Despigmentação Elétrica

Autores: Eliana Giaretta e Dr. Rafael Ferreira

Apoio técnico da IBRAMED – Ind. Bras. Equip. Médicos

O despigmentador elétrico tem se tornado uma lenda na área da micropigmentação, pois durante muitos anos se utilizou esse aparelho sem abrir discussão ou um parecer técnico mais preciso a respeito da eficiência desse equipamento.

O despigmentador foi vendido de várias formas: inicialmente como um equipamento que atuava por eletrólise, e finalmente como eletro-cauterizador (eletrocautério); entretanto, resumidamente trata-se de um aparelho elétrico de média frequência.

Indicação bibliográfica

Para quem quiser saber mais a respeito de eletroterapia aplicada sugiro o livro “Eletroterapia Explicada” – Princípios e Práticas, autores: John Low e Ann Reed. Editora Manole. 3ª edição.

Como funciona o equipamento

A Pele

A despigmentação elétrica mostrou-se uma interessante alternativa para remoção da pigmentação, sendo que ela se baseia na indução de uma inflamação que lesione o tecido. No processo de recuperação da pele o sistema imunológico elimina as estruturas danificadas e com elas o pigmento.

O mecanismo de ação

O despigmentador usa uma corrente elétrica da média frequência localizada na ponteira metálica. Logo, ele é um equipamento com corrente elétrica monopolar que fecha o circuito quando em contato com a pele. Neste momento, gera uma faísca, transmitindo a energia elétrica e gerando a lesão no tecido por calor.
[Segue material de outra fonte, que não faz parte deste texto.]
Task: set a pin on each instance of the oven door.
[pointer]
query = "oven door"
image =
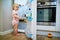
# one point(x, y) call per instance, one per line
point(46, 16)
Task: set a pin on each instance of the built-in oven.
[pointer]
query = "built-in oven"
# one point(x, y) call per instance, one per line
point(46, 16)
point(46, 13)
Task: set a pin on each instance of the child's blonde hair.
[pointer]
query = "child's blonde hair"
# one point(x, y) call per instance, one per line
point(15, 6)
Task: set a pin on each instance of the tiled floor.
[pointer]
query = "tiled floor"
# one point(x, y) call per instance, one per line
point(39, 37)
point(23, 37)
point(12, 37)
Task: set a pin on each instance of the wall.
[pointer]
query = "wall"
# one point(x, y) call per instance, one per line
point(58, 16)
point(1, 16)
point(51, 29)
point(6, 18)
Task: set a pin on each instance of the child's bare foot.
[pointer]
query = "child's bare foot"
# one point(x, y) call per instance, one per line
point(17, 34)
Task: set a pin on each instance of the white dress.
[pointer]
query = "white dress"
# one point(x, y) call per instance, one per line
point(15, 17)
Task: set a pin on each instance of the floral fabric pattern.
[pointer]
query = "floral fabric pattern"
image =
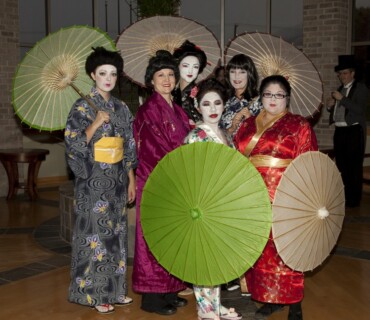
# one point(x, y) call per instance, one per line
point(233, 106)
point(270, 280)
point(99, 243)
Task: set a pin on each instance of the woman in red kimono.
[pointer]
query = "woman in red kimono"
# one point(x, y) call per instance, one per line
point(160, 126)
point(271, 141)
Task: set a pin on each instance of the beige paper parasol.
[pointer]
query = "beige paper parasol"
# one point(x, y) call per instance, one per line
point(141, 40)
point(308, 211)
point(272, 55)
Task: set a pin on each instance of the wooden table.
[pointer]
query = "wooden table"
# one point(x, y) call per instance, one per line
point(10, 159)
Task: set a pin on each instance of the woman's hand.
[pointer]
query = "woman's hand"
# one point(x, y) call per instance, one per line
point(238, 118)
point(101, 117)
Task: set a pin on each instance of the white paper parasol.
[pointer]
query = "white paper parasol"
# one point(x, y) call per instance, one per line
point(308, 211)
point(141, 40)
point(273, 55)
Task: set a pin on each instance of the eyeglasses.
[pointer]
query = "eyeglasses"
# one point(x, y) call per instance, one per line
point(276, 95)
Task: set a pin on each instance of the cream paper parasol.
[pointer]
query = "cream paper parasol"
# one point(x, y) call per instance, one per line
point(52, 76)
point(142, 39)
point(273, 55)
point(308, 211)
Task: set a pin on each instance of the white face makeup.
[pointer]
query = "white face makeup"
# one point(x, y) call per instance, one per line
point(274, 106)
point(211, 107)
point(238, 78)
point(105, 77)
point(164, 81)
point(189, 68)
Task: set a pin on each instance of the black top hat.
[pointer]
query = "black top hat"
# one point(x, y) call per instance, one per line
point(345, 62)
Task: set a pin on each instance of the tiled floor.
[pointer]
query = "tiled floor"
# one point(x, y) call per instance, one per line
point(33, 229)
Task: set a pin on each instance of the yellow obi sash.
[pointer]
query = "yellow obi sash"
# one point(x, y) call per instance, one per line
point(109, 150)
point(269, 161)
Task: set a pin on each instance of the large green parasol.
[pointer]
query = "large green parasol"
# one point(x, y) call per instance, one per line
point(52, 76)
point(205, 213)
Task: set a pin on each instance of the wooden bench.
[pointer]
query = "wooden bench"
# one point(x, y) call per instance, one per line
point(10, 159)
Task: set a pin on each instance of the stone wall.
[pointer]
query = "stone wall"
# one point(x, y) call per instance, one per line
point(324, 38)
point(11, 135)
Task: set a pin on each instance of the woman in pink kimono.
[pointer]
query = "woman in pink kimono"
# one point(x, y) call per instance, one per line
point(271, 141)
point(209, 101)
point(160, 126)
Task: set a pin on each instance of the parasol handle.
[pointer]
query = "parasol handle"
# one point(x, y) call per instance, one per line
point(91, 104)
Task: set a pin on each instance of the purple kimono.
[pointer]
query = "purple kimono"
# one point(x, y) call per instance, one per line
point(158, 129)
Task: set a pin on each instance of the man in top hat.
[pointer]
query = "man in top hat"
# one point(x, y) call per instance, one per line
point(349, 116)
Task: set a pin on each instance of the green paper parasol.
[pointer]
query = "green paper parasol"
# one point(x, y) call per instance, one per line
point(51, 77)
point(205, 213)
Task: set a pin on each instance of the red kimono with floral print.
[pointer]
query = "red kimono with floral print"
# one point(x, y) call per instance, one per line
point(270, 280)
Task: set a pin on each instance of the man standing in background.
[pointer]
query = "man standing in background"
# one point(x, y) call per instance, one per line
point(349, 116)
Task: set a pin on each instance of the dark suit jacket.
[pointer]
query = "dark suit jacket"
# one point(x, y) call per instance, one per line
point(355, 103)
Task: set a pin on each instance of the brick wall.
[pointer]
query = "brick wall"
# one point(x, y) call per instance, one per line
point(10, 136)
point(324, 38)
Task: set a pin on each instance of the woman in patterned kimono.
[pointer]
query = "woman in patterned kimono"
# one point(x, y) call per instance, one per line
point(102, 190)
point(271, 141)
point(191, 61)
point(209, 101)
point(160, 126)
point(242, 79)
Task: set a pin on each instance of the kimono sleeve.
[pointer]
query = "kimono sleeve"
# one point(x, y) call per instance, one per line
point(129, 159)
point(307, 139)
point(77, 151)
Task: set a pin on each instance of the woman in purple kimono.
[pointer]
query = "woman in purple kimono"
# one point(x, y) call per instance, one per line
point(160, 127)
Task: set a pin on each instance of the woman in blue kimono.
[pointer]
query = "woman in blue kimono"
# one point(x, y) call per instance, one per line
point(102, 189)
point(209, 101)
point(191, 61)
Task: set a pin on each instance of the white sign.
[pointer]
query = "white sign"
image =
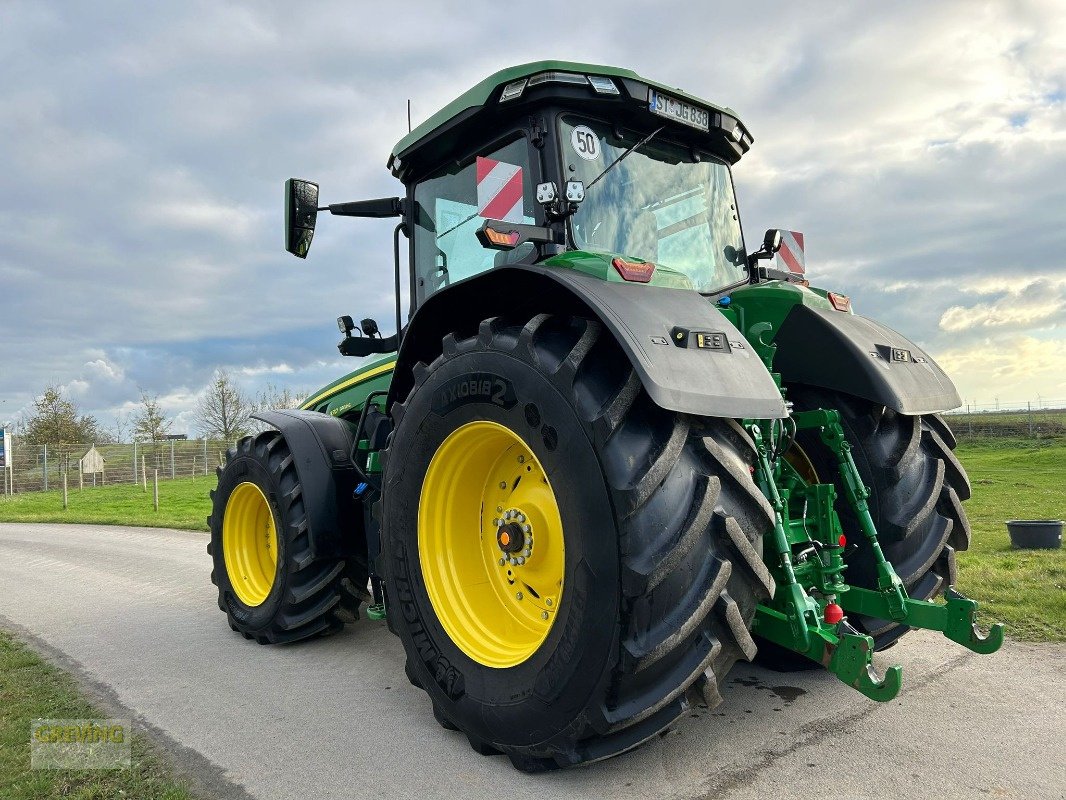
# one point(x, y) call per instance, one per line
point(584, 143)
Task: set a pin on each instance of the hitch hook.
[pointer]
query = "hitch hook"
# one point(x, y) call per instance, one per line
point(962, 625)
point(851, 661)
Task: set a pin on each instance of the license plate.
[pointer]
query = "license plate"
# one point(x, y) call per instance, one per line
point(679, 110)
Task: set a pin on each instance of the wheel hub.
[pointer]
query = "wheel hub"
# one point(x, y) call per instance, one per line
point(483, 497)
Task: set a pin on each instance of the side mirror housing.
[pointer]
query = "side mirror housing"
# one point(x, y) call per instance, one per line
point(301, 212)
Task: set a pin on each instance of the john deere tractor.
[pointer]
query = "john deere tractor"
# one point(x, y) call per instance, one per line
point(609, 449)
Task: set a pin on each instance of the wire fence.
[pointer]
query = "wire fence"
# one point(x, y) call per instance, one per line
point(1039, 419)
point(41, 467)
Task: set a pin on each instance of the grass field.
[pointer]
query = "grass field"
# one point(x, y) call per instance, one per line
point(31, 688)
point(1026, 589)
point(182, 504)
point(1013, 479)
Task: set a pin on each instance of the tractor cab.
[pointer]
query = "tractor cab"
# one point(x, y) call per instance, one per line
point(592, 168)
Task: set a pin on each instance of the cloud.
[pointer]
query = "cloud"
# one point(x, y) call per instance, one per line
point(1026, 306)
point(920, 149)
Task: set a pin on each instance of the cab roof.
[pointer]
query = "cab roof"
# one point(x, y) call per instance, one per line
point(485, 96)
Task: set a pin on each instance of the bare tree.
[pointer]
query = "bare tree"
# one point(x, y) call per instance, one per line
point(57, 420)
point(273, 398)
point(150, 422)
point(223, 410)
point(120, 430)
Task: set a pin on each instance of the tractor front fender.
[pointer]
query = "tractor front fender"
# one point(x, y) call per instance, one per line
point(658, 329)
point(858, 356)
point(321, 447)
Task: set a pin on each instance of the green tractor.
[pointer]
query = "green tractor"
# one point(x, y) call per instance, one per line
point(610, 450)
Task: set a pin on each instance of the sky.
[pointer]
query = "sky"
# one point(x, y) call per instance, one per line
point(920, 147)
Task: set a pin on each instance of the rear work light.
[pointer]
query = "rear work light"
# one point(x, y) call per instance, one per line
point(639, 272)
point(558, 78)
point(513, 90)
point(599, 83)
point(840, 302)
point(502, 238)
point(602, 85)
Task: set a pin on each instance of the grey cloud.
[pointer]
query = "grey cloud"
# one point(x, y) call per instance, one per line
point(145, 148)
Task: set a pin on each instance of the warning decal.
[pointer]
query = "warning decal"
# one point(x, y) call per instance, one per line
point(791, 253)
point(500, 190)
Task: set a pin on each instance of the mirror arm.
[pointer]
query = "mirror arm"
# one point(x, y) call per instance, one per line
point(376, 208)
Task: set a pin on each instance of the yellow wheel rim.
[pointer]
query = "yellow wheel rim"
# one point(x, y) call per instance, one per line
point(490, 544)
point(249, 544)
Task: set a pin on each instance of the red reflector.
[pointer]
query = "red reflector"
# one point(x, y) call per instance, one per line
point(636, 271)
point(834, 613)
point(840, 302)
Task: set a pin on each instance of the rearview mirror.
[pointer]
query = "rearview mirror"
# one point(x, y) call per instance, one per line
point(301, 212)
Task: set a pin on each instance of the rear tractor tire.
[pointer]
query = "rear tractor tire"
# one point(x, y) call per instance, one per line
point(270, 587)
point(567, 564)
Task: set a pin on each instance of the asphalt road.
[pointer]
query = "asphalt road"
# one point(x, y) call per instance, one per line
point(132, 612)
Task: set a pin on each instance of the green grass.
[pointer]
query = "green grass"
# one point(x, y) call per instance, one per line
point(182, 504)
point(31, 688)
point(1018, 479)
point(1013, 479)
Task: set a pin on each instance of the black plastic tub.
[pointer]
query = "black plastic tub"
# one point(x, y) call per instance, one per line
point(1035, 534)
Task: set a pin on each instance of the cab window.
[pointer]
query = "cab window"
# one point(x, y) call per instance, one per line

Entretanto, o sistema de indução de eletricidade gera algumas contestações, algumas ponteiras fazem a descarga energética direta, enquanto outros utilizam uma ponteira com indução térmica de ultrassom.
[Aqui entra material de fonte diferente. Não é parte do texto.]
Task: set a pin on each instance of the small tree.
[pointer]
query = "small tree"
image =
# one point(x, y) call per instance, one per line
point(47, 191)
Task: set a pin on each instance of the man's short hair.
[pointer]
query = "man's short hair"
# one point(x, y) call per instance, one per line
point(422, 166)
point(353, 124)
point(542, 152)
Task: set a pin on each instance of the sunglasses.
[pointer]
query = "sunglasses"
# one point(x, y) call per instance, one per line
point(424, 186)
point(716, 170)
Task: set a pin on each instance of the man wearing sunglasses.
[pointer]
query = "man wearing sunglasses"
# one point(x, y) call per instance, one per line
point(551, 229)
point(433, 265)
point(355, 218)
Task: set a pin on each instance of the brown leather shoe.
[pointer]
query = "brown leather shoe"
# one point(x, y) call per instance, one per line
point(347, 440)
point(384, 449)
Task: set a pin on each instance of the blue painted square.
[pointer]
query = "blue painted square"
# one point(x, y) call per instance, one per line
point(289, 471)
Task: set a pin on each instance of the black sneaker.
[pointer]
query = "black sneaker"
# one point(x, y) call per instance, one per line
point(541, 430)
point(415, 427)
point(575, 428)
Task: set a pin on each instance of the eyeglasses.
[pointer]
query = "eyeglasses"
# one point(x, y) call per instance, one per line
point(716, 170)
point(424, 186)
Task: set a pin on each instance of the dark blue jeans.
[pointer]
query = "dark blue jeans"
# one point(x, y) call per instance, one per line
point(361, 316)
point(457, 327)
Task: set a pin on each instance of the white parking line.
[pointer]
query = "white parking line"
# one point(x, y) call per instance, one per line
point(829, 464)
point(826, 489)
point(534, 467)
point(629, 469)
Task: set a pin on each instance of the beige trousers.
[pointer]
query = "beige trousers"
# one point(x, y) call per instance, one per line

Por outro lado, o ultrassom é um equipamento que gera ondas de som a partir da vibração de um cristal piazoelétrico quando estimulado por corrente elétrica, deste modo, essa onda é propagada através de um meio de contato (utiliza-se gel de contato isento de bolhas) até o tecido tratado; dependendo do seu comprimento de onda ele pode ser utilizado para o tratamento de tecidos profundos como músculos (onda de 1 m), tecido adiposo e dérmico (onda de 3 m) ou nível epidérmico (onda de 5 m).

A ação vibracional gera uma movimentação molecular, o que eleva a temperatura da região, justificando a classificação do ultrassom como uma termoterapia. Entretanto, caso essa energia se acumule em demasia ele pode gerar uma lesão. O eletrodespigmentador tem essa finalidade, pois concentra a energia na ponta metálica, gerando grande aumento da temperatura e lesão tecidual.

Opiniões

Ainda existem divergências entre os especialistas sobre a classificação dos recursos utilizados, padronização de intensidade, metodologia de tratamento e mecanismo de ação da técnica, mas o fato importante é que é uma técnica que induz lesão tecidual. Portanto, deve ser utilizada com cautela e prévia qualificação do profissional enquanto o mecanismo de ação fisiológico e padronização do equipamento não forem totalmente definidos.

O Resultado

Foto 01. Pigmento sob a pele.

No trabalho acima foram realizadas duas sessões de despigmentação para alcançar o efeito desejado. Esta técnica não é indicada para a tatuagem, pois a lesão provocada pelo equipamento é muito superficial, não alcançando as profundidades necessárias no caso da tatuagem. O risco de provocar cicatriz é grande nestes casos.